Ganti, Chadwick and co-author Dr Evan Greenberg tracked the erosion and deposition that occurred on the banks of 84 rivers around the world. They analysed 36 years (1985–2021) of global satellite imagery with an image-processing algorithm.

The algorithm, which was originally designed to track particle motion in laboratory photos of fluid, was adapted to track channel position in floodplains.

They found that erosion and deposition are balanced in single-threaded rivers. As a result, the channel’s width remains constant which allows it to form meandering paths with wide bends.

In multi-channel rivers, the sediment eroded from the banks is instead redeposited on the river bottom. This imbalance causes the river to widen, and forms islands and bars that separate out different channels.

These dynamics occur when rivers are in their “steady state” – neither growing nor shrinking.

“It is not like multi-threaded rivers are gaining water on average. They are still conveying the same amount of water through time, but they are doing that by constantly shuffling the size of the individual threads,” says Ganti.

Rivers can follow one of 2 trajectories depending on the balance between bank erosion and deposition. Credit: Chadwick et al. (CC BY-NC-ND)

Various geographic factors affect the balance between riverbank deposition and erosion, which explains why single- and multi-threaded rivers often occur in distinct environments. For example, multi-threaded channels favour higher water discharge, coarser sediment, and steeper slopes.

Channel patterns shape flood risks, erosion hazards, and ecosystem services for the more than 3 billion people who inhabit river corridors worldwide.

“There is growing recognition that many rivers have historically transitioned from multithread to single-thread patterns after human interference (e.g., damming, diking, sediment mining, clearing and snagging, agricultural development),” write the authors.

“Sustainable, nature-based river management aims to restore rivers to their natural channel patterns, but the success of these multibillion-dollar efforts hinges on understanding channel-pattern origins – especially where predisturbance channel patterns are unknown.”

The team devised a formula for figuring out how wide of a corridor a given river requires to return to its natural state, how long it will take to do so, and whether it returns to a single- or multi-channel state.

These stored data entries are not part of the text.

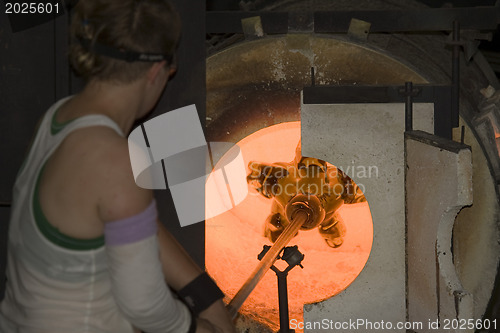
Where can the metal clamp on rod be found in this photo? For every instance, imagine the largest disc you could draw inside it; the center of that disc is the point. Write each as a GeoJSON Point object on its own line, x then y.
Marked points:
{"type": "Point", "coordinates": [293, 257]}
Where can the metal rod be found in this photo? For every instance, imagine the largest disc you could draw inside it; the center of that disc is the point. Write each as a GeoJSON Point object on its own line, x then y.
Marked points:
{"type": "Point", "coordinates": [266, 263]}
{"type": "Point", "coordinates": [409, 106]}
{"type": "Point", "coordinates": [283, 302]}
{"type": "Point", "coordinates": [455, 75]}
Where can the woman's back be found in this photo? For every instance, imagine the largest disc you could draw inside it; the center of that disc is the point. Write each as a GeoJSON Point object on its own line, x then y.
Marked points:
{"type": "Point", "coordinates": [56, 280]}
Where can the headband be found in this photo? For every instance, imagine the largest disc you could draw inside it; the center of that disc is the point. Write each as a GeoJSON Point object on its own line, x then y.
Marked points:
{"type": "Point", "coordinates": [128, 56]}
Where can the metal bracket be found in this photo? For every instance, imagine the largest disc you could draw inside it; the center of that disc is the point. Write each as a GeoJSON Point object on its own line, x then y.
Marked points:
{"type": "Point", "coordinates": [359, 29]}
{"type": "Point", "coordinates": [252, 27]}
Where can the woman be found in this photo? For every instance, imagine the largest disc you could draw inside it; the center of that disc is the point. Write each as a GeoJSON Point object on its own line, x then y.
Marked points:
{"type": "Point", "coordinates": [86, 253]}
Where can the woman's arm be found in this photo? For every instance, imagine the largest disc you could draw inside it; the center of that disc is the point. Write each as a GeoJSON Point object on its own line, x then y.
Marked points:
{"type": "Point", "coordinates": [179, 270]}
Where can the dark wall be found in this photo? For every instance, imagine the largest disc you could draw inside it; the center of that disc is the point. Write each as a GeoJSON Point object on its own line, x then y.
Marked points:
{"type": "Point", "coordinates": [34, 73]}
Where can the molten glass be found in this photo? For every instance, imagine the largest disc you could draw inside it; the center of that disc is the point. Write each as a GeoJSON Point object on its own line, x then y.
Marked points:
{"type": "Point", "coordinates": [235, 238]}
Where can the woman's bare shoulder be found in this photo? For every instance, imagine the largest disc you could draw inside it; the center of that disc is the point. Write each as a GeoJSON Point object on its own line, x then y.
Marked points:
{"type": "Point", "coordinates": [118, 195]}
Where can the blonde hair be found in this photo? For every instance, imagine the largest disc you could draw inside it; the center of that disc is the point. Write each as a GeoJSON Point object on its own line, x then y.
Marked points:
{"type": "Point", "coordinates": [142, 26]}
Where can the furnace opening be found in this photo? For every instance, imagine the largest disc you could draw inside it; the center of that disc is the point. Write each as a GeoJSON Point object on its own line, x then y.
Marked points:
{"type": "Point", "coordinates": [235, 238]}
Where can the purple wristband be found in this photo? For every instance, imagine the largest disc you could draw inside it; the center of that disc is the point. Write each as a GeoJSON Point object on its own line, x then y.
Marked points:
{"type": "Point", "coordinates": [132, 229]}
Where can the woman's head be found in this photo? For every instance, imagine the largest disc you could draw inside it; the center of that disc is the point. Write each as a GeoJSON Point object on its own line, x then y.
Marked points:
{"type": "Point", "coordinates": [140, 26]}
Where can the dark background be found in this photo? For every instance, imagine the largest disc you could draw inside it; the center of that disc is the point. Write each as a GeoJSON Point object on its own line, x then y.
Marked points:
{"type": "Point", "coordinates": [34, 73]}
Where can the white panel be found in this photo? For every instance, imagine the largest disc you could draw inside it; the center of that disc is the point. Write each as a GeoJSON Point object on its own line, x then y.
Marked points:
{"type": "Point", "coordinates": [367, 142]}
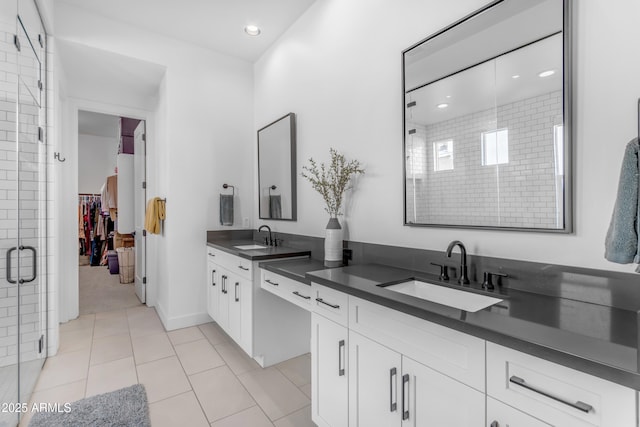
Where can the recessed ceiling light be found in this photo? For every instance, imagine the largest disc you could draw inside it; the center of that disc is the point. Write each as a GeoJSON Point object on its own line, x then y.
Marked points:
{"type": "Point", "coordinates": [546, 73]}
{"type": "Point", "coordinates": [252, 30]}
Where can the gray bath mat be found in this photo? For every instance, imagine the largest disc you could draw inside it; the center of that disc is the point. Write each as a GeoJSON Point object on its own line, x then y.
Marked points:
{"type": "Point", "coordinates": [124, 407]}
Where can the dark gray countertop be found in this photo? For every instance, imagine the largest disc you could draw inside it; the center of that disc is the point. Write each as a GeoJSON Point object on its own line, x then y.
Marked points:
{"type": "Point", "coordinates": [592, 338]}
{"type": "Point", "coordinates": [596, 339]}
{"type": "Point", "coordinates": [270, 252]}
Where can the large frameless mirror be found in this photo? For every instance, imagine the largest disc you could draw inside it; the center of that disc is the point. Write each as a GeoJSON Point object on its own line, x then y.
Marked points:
{"type": "Point", "coordinates": [487, 120]}
{"type": "Point", "coordinates": [277, 169]}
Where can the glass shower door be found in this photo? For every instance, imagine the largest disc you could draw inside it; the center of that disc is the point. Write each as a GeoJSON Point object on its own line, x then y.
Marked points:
{"type": "Point", "coordinates": [31, 211]}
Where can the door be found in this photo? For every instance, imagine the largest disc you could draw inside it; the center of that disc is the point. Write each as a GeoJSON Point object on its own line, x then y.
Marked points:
{"type": "Point", "coordinates": [374, 382]}
{"type": "Point", "coordinates": [429, 398]}
{"type": "Point", "coordinates": [329, 373]}
{"type": "Point", "coordinates": [23, 184]}
{"type": "Point", "coordinates": [140, 195]}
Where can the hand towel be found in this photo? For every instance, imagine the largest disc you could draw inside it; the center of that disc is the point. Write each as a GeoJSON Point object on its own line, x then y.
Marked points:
{"type": "Point", "coordinates": [275, 207]}
{"type": "Point", "coordinates": [154, 215]}
{"type": "Point", "coordinates": [621, 244]}
{"type": "Point", "coordinates": [226, 209]}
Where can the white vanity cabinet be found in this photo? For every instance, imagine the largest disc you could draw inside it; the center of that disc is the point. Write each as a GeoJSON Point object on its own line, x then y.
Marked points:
{"type": "Point", "coordinates": [329, 358]}
{"type": "Point", "coordinates": [554, 394]}
{"type": "Point", "coordinates": [255, 319]}
{"type": "Point", "coordinates": [387, 388]}
{"type": "Point", "coordinates": [378, 358]}
{"type": "Point", "coordinates": [229, 296]}
{"type": "Point", "coordinates": [213, 286]}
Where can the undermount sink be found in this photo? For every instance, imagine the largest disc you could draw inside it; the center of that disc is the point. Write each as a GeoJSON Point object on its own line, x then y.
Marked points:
{"type": "Point", "coordinates": [460, 299]}
{"type": "Point", "coordinates": [249, 247]}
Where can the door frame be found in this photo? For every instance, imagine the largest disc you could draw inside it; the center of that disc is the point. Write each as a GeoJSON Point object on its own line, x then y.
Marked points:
{"type": "Point", "coordinates": [66, 194]}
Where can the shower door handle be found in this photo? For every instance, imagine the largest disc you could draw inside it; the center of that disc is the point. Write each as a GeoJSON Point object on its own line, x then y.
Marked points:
{"type": "Point", "coordinates": [9, 251]}
{"type": "Point", "coordinates": [33, 266]}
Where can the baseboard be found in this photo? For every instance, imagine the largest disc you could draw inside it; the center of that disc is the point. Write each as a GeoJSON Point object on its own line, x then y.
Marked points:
{"type": "Point", "coordinates": [179, 322]}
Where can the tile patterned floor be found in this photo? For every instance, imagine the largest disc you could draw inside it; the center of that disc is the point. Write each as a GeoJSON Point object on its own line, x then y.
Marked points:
{"type": "Point", "coordinates": [194, 377]}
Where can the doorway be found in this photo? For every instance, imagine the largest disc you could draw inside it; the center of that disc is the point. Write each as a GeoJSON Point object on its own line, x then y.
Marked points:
{"type": "Point", "coordinates": [111, 201]}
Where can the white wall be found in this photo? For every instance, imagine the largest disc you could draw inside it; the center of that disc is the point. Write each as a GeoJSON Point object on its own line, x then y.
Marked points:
{"type": "Point", "coordinates": [96, 161]}
{"type": "Point", "coordinates": [338, 68]}
{"type": "Point", "coordinates": [204, 139]}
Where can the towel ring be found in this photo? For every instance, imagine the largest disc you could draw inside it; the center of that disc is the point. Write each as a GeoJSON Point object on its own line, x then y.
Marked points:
{"type": "Point", "coordinates": [225, 186]}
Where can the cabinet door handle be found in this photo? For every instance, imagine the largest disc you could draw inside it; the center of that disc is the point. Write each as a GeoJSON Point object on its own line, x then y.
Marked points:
{"type": "Point", "coordinates": [393, 390]}
{"type": "Point", "coordinates": [296, 293]}
{"type": "Point", "coordinates": [320, 300]}
{"type": "Point", "coordinates": [580, 406]}
{"type": "Point", "coordinates": [341, 358]}
{"type": "Point", "coordinates": [405, 397]}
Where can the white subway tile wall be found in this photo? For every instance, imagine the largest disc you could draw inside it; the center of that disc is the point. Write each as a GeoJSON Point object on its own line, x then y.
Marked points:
{"type": "Point", "coordinates": [520, 193]}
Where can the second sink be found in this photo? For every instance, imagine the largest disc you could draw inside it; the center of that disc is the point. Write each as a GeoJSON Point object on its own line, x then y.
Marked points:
{"type": "Point", "coordinates": [463, 300]}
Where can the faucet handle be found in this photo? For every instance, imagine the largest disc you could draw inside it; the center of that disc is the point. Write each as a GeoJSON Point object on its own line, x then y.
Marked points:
{"type": "Point", "coordinates": [444, 271]}
{"type": "Point", "coordinates": [487, 283]}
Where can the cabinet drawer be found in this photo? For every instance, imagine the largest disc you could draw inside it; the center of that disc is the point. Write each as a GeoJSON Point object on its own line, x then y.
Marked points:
{"type": "Point", "coordinates": [455, 354]}
{"type": "Point", "coordinates": [501, 415]}
{"type": "Point", "coordinates": [288, 289]}
{"type": "Point", "coordinates": [330, 303]}
{"type": "Point", "coordinates": [556, 394]}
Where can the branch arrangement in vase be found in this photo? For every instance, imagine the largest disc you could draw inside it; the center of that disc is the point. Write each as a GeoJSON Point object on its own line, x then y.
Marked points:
{"type": "Point", "coordinates": [333, 180]}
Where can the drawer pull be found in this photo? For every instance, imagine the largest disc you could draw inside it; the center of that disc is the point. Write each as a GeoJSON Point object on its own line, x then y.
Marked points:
{"type": "Point", "coordinates": [341, 358]}
{"type": "Point", "coordinates": [296, 293]}
{"type": "Point", "coordinates": [405, 397]}
{"type": "Point", "coordinates": [393, 390]}
{"type": "Point", "coordinates": [320, 300]}
{"type": "Point", "coordinates": [581, 406]}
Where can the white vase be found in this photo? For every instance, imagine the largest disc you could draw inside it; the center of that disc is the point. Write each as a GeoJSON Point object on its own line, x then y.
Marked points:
{"type": "Point", "coordinates": [333, 244]}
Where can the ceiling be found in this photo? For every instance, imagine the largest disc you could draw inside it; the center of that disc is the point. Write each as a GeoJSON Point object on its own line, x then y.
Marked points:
{"type": "Point", "coordinates": [214, 24]}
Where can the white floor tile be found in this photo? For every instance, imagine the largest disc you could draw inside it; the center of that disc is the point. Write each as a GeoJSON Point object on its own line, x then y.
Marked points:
{"type": "Point", "coordinates": [151, 347]}
{"type": "Point", "coordinates": [253, 417]}
{"type": "Point", "coordinates": [182, 410]}
{"type": "Point", "coordinates": [163, 378]}
{"type": "Point", "coordinates": [275, 394]}
{"type": "Point", "coordinates": [198, 356]}
{"type": "Point", "coordinates": [111, 376]}
{"type": "Point", "coordinates": [220, 393]}
{"type": "Point", "coordinates": [185, 335]}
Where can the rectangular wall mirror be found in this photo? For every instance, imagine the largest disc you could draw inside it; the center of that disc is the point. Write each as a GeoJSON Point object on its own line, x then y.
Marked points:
{"type": "Point", "coordinates": [487, 120]}
{"type": "Point", "coordinates": [277, 169]}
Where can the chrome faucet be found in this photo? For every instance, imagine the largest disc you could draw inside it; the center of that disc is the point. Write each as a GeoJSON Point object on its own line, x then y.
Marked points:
{"type": "Point", "coordinates": [267, 240]}
{"type": "Point", "coordinates": [464, 279]}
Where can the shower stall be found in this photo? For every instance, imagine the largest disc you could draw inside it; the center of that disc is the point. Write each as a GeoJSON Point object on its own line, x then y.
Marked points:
{"type": "Point", "coordinates": [23, 205]}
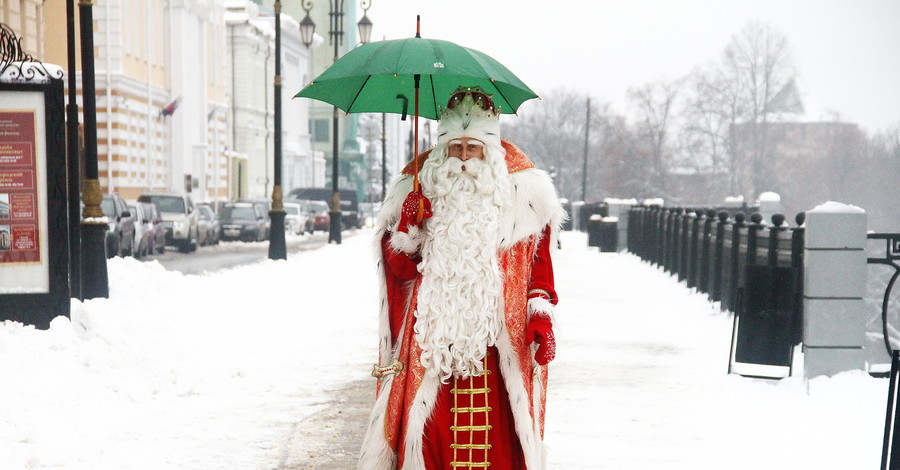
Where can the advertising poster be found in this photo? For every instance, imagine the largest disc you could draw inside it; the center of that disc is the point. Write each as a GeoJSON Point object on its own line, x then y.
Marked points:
{"type": "Point", "coordinates": [23, 254]}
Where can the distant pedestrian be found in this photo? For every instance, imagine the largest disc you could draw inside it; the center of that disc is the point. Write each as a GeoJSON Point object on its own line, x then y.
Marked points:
{"type": "Point", "coordinates": [466, 327]}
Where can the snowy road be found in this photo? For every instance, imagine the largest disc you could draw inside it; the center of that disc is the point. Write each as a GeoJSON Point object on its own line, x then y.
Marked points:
{"type": "Point", "coordinates": [265, 367]}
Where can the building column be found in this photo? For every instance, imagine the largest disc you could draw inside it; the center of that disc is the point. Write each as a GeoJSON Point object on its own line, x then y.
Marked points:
{"type": "Point", "coordinates": [834, 287]}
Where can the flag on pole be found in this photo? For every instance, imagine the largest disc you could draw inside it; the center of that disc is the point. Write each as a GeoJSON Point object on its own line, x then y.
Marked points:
{"type": "Point", "coordinates": [170, 108]}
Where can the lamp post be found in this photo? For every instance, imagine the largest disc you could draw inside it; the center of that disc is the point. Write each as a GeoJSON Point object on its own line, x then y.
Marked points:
{"type": "Point", "coordinates": [74, 183]}
{"type": "Point", "coordinates": [336, 38]}
{"type": "Point", "coordinates": [277, 245]}
{"type": "Point", "coordinates": [95, 278]}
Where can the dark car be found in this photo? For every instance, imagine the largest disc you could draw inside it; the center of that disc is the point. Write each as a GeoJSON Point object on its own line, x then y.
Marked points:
{"type": "Point", "coordinates": [349, 203]}
{"type": "Point", "coordinates": [264, 206]}
{"type": "Point", "coordinates": [319, 216]}
{"type": "Point", "coordinates": [241, 221]}
{"type": "Point", "coordinates": [141, 230]}
{"type": "Point", "coordinates": [120, 237]}
{"type": "Point", "coordinates": [156, 231]}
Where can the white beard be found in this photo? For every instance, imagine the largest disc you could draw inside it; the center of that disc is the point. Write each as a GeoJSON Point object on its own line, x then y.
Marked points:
{"type": "Point", "coordinates": [460, 298]}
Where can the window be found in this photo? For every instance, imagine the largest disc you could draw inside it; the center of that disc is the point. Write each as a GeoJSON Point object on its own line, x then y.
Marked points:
{"type": "Point", "coordinates": [320, 130]}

They found that restoration widths and times vary widely between single and multi-threaded rivers. A single-threaded river requires about 10 times more space and time to reestablish itself compared to a multi-threaded river of the same stream power (the amount of energy the stream has to erode and move sediment).

These insights will help guide infrastructure and revitalisation projects. 

“River scientists, engineers, and managers have historically favoured single-thread channels in restoration, hazard mitigation, landscaping, and research,” the authors write.

“This stems from the hazards of widespread lateral erosion along multithread channels, which we identify as a mechanistic cause of their formation. Despite these risks, excess erosion can facilitate the restoration of riverine ecosystems.

“Nature-based restoration solutions, such as embankment removal, are more effective for multithread channels, which require less time and space to reestablish their channel pattern. Our findings suggest a promising future for nature-based restoration in ecologically rich, historically multithreaded river corridors.”